Blaydon's there. It's got all of us, grinding fish heads. Every time someone makes tea or gets married
from Carlisle to Ulverton from Newcastle to Derby, that gets run through the Angel. And that Angel is
laying down the story of the North.
My watch told me that, sitting in that tram.
Then everyone else starts coming back in, but not Dad and Granddad, so I go out to fetch them.
The clouds were all pulled down in shreds. It looked like the cotton candy Dad makes at fêtes. The
sky was full of the church choir in their little airplanes. For just a second, it looked like a Mother Angel,
with all her little ones.
I found Dad standing alone with Granddad. I thought it was rain on my Dad's face, but it wasn't. He
was looking at Granddad, all bent and twisted, facing into the wind.
We got to go Dad, I said.
And he said, In a minute son. Granddad was looking up at the planes and smiling.

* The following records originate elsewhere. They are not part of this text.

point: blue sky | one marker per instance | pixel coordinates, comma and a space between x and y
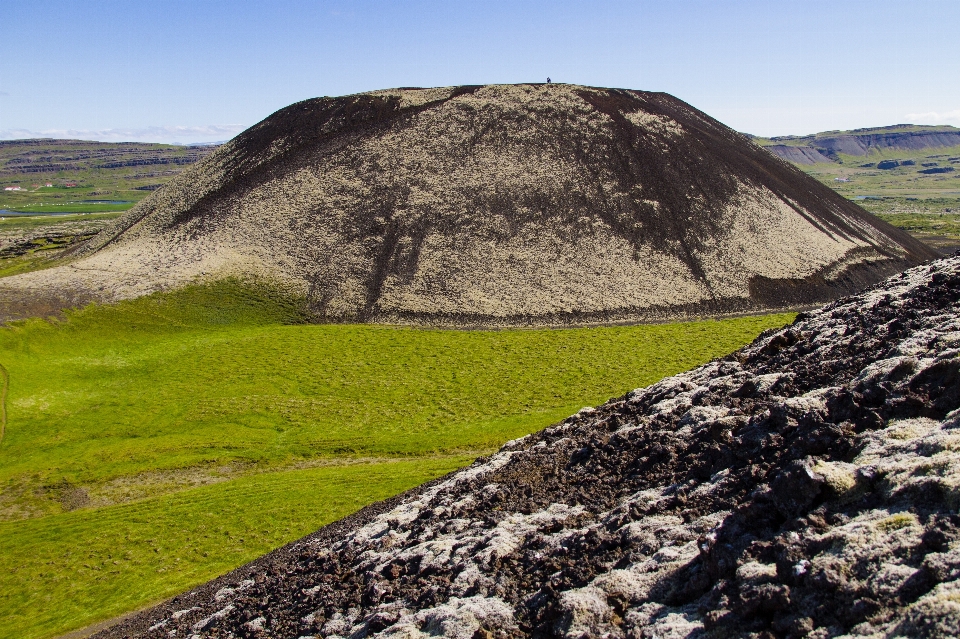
201, 70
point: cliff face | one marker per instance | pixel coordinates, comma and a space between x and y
806, 485
497, 205
824, 147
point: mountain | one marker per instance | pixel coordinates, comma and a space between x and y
492, 205
806, 485
827, 146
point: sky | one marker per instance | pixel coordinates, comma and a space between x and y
203, 70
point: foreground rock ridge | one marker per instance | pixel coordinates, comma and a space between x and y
496, 205
806, 485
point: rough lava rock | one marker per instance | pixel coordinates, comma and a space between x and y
807, 485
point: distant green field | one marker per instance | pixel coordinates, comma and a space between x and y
70, 207
154, 444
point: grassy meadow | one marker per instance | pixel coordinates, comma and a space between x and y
154, 444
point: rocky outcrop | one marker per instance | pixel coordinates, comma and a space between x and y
804, 486
496, 205
824, 147
798, 154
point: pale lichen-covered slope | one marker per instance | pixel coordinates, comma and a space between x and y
497, 204
805, 486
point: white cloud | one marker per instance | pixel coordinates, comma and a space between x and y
933, 116
168, 134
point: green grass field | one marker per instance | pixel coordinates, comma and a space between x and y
157, 443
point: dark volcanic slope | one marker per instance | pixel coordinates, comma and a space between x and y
807, 485
502, 204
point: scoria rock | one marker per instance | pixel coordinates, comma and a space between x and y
807, 485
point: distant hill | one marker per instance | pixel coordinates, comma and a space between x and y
830, 145
492, 205
137, 163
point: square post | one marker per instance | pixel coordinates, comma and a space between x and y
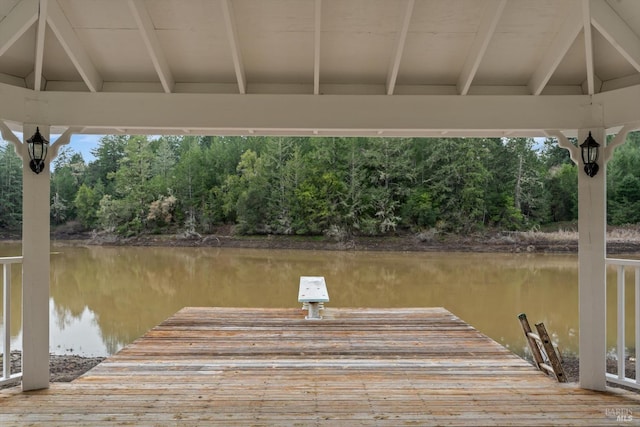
35, 269
592, 221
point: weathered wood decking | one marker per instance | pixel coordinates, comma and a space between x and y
221, 366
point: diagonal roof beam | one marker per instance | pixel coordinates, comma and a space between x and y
588, 46
232, 34
17, 22
486, 30
392, 76
42, 26
316, 48
554, 54
72, 45
147, 31
616, 31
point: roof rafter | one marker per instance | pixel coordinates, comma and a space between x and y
486, 29
316, 47
147, 31
232, 34
616, 31
554, 54
73, 47
588, 46
39, 59
394, 66
17, 22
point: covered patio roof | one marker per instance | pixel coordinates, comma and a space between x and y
320, 67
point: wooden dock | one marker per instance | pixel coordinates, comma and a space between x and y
271, 367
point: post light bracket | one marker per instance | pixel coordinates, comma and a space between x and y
589, 150
37, 147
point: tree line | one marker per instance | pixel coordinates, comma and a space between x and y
318, 186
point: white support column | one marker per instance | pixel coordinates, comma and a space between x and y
35, 270
591, 268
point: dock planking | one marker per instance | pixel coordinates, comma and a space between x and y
386, 367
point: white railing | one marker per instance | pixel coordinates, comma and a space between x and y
7, 376
621, 377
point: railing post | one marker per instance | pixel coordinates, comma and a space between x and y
620, 327
637, 324
6, 293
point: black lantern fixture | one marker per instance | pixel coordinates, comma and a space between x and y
37, 147
590, 155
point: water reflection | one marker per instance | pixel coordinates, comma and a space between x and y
103, 298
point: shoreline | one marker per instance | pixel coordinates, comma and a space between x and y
399, 242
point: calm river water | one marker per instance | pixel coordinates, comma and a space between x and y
103, 298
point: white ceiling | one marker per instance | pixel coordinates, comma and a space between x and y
55, 53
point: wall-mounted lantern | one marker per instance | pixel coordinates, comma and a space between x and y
590, 155
37, 147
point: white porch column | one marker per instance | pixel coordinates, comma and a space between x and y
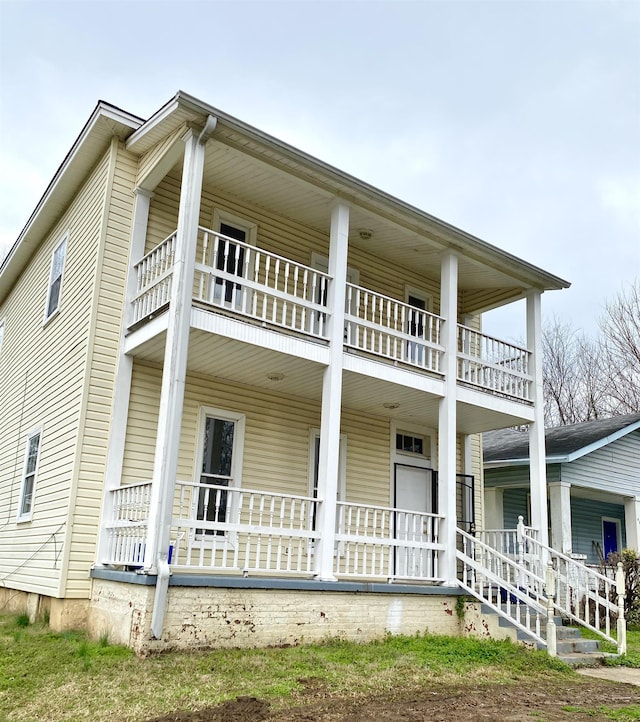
632, 522
124, 367
175, 357
447, 418
537, 453
560, 502
493, 508
328, 461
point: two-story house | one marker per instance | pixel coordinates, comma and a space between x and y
241, 392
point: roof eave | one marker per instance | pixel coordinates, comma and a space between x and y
458, 239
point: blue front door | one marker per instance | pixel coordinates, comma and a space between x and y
610, 537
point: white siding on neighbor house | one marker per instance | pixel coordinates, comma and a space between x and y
108, 304
614, 468
42, 371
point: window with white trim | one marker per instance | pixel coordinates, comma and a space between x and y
55, 279
27, 491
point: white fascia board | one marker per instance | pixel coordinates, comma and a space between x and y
605, 441
357, 191
105, 122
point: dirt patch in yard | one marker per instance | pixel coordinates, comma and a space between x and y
579, 701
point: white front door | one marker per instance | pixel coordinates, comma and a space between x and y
415, 495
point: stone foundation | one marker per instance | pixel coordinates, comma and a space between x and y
199, 617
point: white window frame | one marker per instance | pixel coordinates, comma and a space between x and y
48, 314
222, 216
27, 515
236, 464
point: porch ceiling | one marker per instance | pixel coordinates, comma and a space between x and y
214, 356
407, 244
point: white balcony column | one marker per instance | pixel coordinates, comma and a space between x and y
329, 454
560, 502
176, 347
447, 421
537, 454
493, 508
632, 522
124, 368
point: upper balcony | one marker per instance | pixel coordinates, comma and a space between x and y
240, 281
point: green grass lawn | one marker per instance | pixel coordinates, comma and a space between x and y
49, 676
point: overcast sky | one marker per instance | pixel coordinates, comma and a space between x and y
517, 121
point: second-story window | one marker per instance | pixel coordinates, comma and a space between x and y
55, 278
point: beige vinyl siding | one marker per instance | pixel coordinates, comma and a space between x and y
284, 237
41, 381
108, 304
277, 432
149, 159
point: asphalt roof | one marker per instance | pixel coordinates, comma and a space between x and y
561, 441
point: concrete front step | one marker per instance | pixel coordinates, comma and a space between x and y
571, 648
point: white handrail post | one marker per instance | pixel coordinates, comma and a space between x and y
550, 583
622, 623
520, 540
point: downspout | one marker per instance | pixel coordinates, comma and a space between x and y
165, 510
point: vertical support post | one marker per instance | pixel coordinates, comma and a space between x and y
622, 622
632, 522
447, 421
560, 503
550, 584
329, 453
537, 453
174, 372
124, 369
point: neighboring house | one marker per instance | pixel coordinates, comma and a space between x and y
242, 392
593, 476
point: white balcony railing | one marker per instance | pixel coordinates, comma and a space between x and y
392, 329
493, 365
126, 530
375, 541
153, 280
249, 281
242, 280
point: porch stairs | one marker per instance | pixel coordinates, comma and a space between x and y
526, 588
571, 648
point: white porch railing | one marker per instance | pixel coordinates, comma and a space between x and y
375, 541
220, 528
390, 328
493, 365
582, 594
249, 281
509, 588
153, 280
126, 530
507, 541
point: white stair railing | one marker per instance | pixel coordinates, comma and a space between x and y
583, 595
506, 587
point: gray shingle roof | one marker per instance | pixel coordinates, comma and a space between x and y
561, 441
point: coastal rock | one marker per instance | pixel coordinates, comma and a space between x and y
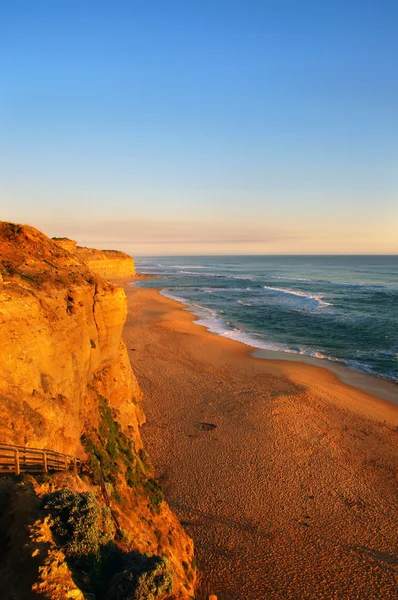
63, 362
111, 264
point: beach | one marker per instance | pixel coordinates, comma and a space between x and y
284, 476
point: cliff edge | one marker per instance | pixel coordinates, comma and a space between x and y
111, 264
67, 385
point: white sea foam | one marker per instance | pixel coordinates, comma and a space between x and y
313, 297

And I said it's raining Dad. But they weren't going to come in. So I looked at the Angel and all this
rust running off it in red streaks onto the concrete. So I asked, if it's an Angel of the North, then why is it
facing south?
And Granddad says, Because it's holding out its arms in welcome.
He didn't want to go.
We got him back into the tram, and back home, and he started to wheeze a bit, so me Step Mum put
him to bed and about eight o clock she goes in to swab his teeth with vanilla, and she comes out and says
to Dad, I think he's stopped breathing.
So I go in, and I can see, no he's still breathing. I can hear it. And his tongue flicks, like he's trying to
say something. But Dad comes in, and they all start to cry and carry on. And the neighbours all come in,
yah, yah, yah, and I keep saying, it's not true, look, he's still breathing. What do they have to come into it
for, it's not their Granddad, is it?
No one was paying any attention to the likes of me, were they? So I just take off. There's this old
bridge you're not allowed on. It's got trees growing out of it. The floor's gone, and you have to walk
along the top of the barricades. You fall off, you go straight into the river, but it's a good dodge into
Newcastle.
So I just went and stood there for a bit, looking down on the river. Me Granddad used to take me
sailing. We'd push off from the Haughs, and shoot out under this bridge, I could see where we were
practically. And we'd go all the way down the Tyne and out to sea. He used to take me out to where the
dolphins were. You'd see Liam come up. He was still wearing his computer, Liam, like a crown.
So I'm standing on the bridge, and me watch says: go down to the swimming pool, and go and tell
Liam that Granddad's dead.
It's a bit like a dog I guess. You got to show one dog the dead body of the other or it will pine.
So I went down to the pool, but it's late and raining and there's nobody there, and I start to call him,
like: Liam! Liam! But he wasn't there.
So me watch says: he's wearing his computer: give him a call on his mobile.
So me watch goes bleep bleep bleep, and there's a crackle and suddenly I hear a whoosh and
crickle, and there's all these cold green waves on the face of my watch, and I say Liam? Liam, this is me,
remember me, Liam? My Granddad's dead Liam. I thought you might need to know.
But what is he, just a dolphin right, I don't know what it meant. How's he supposed to know who I
am. You all right then, Liam? Catching lots of fish are you? So I hung up.
And I stand there, and the rain's really bucketing down, and I don't want to go home. Talking to
yourself. It's the first sign, you know.
And suddenly me watch starts up again, and it's talking to me with Granddad's voice. You wanna
hear what it said? Here. Hear.
Hello there, Landlubber. How are ya? This is your old Granddad. It's a dead clever world we live in,
isn't it? They've rigged this thing up here, so that I can put this in your watch for when you need it.